There are a few things you should check to determine if your cat is alive or not.
Stay calm, and check these things first:
If you check all these things and determine if your cat is indeed deceased, it’s time to take steps to lay your deceased pet to rest.
The 5 Steps That You Need to Take When Your Cat Dies in Your House
1. Position, Wrap, and Store Your Pet
Cats usually enter rigor mortis within 3 to 4 hours of death and stay in rigor mortis for 12 hours. It will be easier on you and your family if your cat is in the tucked position. You can do this by moving the cat’s legs closer to the body and wrapping them in a blanket.
Sadly, recently deceased pets may urinate or defecate as their muscles relax. Wrapping the cat in a towel or blanket will keep them from soiling your floor or carpeting. It’s also a good idea to have a box ready for your cat to avoid any potential biohazards from migrating.
2. Make Sure to Let Your Other Pets Smell Your Cat
The other cats and pets in your household will grieve when another cat passes on, though many experts don’t believe they do. Let the cat stay in the same room as your deceased pet and smell the cat if it needs to. When another cat goes missing, and the other cats in your home don’t know why, it can trigger stress and anxiety in the remaining cats and cause all sorts of related problems.
3. Decide on Burial or Cremation
If you live in your own home, you may bury the cat on your property. However, if you’re a renter, it’s not only a bad idea but also illegal to bury an animal on someone else’s property. In either case, you still have to worry about flooding, wild animals, and other factors that could unearth your pet’s body, so sometimes it’s best to explore other options.
Many states now have pet cemeteries, which make it possible to bury your pet in a proper grave with a safe, fitting funeral. If you prefer cremation for your feline friend, it’ll probably cost you between $100 and $200, depending on the area you live in and the company you choose.
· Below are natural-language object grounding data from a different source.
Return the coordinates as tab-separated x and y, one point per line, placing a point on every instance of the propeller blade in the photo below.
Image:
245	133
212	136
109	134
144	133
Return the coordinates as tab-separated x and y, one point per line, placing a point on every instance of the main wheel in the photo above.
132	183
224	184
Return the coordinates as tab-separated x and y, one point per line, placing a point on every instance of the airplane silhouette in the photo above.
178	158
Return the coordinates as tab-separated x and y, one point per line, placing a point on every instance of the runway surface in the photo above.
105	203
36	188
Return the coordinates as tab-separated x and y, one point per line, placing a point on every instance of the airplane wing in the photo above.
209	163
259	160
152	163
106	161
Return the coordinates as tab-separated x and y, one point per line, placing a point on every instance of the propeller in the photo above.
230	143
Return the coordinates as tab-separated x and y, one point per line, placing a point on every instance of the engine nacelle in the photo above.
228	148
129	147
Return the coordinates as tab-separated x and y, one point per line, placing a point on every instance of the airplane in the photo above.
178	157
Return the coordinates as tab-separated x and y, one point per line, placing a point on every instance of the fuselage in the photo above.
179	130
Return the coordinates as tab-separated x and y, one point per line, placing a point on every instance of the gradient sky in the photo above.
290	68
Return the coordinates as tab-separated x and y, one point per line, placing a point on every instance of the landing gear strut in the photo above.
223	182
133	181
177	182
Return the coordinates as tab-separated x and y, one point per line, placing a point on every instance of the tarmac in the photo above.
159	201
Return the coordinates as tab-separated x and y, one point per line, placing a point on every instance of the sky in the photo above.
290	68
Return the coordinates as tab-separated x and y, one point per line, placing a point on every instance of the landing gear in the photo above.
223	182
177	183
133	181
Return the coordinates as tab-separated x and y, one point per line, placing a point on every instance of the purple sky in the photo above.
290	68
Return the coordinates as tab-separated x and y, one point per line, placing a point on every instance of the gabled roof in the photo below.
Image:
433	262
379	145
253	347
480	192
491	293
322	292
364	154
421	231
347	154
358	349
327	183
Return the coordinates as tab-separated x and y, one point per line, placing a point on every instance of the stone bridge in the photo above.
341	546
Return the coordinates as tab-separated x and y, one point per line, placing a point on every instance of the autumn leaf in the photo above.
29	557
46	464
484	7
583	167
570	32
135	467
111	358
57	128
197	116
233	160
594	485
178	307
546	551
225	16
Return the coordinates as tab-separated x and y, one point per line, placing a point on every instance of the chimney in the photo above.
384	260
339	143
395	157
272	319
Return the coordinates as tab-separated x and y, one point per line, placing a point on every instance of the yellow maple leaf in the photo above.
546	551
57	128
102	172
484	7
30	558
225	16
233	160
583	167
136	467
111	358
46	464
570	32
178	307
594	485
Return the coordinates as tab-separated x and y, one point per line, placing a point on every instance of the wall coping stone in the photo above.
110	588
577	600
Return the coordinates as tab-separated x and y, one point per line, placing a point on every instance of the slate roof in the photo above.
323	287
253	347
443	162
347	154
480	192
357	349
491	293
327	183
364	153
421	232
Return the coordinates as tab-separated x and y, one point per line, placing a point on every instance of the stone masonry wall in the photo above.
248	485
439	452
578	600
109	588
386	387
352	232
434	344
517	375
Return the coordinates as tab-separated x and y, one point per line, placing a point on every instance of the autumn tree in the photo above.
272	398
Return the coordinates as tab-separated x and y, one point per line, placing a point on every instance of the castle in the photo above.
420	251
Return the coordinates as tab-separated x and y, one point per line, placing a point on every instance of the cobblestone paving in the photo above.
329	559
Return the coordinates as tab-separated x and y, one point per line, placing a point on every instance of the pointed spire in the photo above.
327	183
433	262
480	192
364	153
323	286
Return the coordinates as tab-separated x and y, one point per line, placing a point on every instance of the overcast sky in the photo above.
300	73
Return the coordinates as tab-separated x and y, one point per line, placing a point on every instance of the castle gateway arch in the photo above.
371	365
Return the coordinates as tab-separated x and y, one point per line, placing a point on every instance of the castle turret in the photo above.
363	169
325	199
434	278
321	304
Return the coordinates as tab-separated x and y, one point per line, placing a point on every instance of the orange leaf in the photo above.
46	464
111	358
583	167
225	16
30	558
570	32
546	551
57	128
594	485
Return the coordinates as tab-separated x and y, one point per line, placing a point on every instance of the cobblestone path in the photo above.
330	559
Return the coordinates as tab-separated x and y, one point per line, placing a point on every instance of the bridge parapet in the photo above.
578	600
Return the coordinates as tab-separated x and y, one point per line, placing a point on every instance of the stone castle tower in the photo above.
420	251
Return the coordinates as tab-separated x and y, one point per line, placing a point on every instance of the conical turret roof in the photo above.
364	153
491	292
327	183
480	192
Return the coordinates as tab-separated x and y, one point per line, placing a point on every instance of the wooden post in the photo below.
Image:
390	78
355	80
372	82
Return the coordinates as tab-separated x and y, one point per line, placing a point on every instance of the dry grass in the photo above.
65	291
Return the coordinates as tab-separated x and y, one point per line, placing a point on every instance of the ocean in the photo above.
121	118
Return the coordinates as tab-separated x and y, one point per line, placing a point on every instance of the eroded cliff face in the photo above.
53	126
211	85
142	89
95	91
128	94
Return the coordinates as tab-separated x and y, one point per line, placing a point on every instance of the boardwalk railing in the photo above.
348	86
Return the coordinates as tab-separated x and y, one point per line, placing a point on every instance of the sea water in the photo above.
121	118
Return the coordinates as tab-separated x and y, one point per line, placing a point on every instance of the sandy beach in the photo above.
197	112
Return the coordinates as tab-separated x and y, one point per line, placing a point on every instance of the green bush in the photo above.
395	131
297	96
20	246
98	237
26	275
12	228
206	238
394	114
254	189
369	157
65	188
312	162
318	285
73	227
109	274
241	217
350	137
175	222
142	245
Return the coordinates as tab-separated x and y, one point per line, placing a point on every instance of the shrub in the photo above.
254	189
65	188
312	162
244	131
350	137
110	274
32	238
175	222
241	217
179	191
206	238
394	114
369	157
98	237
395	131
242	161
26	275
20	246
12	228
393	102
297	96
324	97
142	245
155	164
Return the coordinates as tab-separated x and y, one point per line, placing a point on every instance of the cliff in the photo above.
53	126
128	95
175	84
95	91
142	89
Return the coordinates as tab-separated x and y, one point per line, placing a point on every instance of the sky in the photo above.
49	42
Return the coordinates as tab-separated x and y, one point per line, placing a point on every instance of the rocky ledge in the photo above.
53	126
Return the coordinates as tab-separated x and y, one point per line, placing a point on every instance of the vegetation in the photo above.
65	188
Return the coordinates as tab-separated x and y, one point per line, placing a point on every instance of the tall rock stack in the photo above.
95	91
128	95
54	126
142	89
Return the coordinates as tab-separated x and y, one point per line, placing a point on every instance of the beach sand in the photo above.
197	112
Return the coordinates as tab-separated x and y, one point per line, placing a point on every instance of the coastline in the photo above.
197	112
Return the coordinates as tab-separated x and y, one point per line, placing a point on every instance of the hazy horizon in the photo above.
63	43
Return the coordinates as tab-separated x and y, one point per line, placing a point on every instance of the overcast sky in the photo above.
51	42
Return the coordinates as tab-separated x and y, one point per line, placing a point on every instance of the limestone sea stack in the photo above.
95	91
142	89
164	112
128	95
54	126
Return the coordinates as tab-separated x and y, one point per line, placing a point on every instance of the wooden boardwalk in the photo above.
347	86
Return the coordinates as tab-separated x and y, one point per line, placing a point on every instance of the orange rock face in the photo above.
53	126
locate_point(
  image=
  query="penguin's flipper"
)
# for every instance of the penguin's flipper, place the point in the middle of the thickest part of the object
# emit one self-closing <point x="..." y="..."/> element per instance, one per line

You can contact your vet if you’re unsure of what to do. Many vet offices offer these services, but even if your vet doesn’t, they can point you to someone who does.
4. Preserve Your Cat’s Body
When your cat passes away, you might have to wait a few days for the burial or cremation. You’ll want to keep the body cold to preserve it for the time you must wait. You can put the body in the coldest part of your house, such as on the garage floor. Wrap your cat in plastic and store it in a cardboard box.
If you have a freezer in your garage, you could store it there, but you would have to remove all of the food first. Otherwise, you can store the animal in a portable cooler if it’s too warm in the garage to keep it cool. While it may seem weird to do so, it’s necessary to keep the body from decomposing and prevent odors.
5. Let Yourself Grieve
Your cat was an essential part of your family and your life, so you can’t forget to let yourself grieve. If you feel that you aren’t grieving properly, try to find an animal support group and talk to pet owners who have been through a beloved cat’s death, just as you have.
While many people think that burying a pet is easy and that you should do it and go on with business as usual, for those of us who love our pets unconditionally and make them a part of the family, it’s not that easy.
Your feline companion dying in your home can be one of the hardest things to handle. It’s also one of the most stressful things that can happen to a pet owner. Following the tips above to lay your cat to rest and making sure you let your other pets and your family grieve will go a long way toward helping you get through this sad time in your life.
While you’ll never forget your furry friend, you can remember the fun times you shared and how your beloved cat changed your life.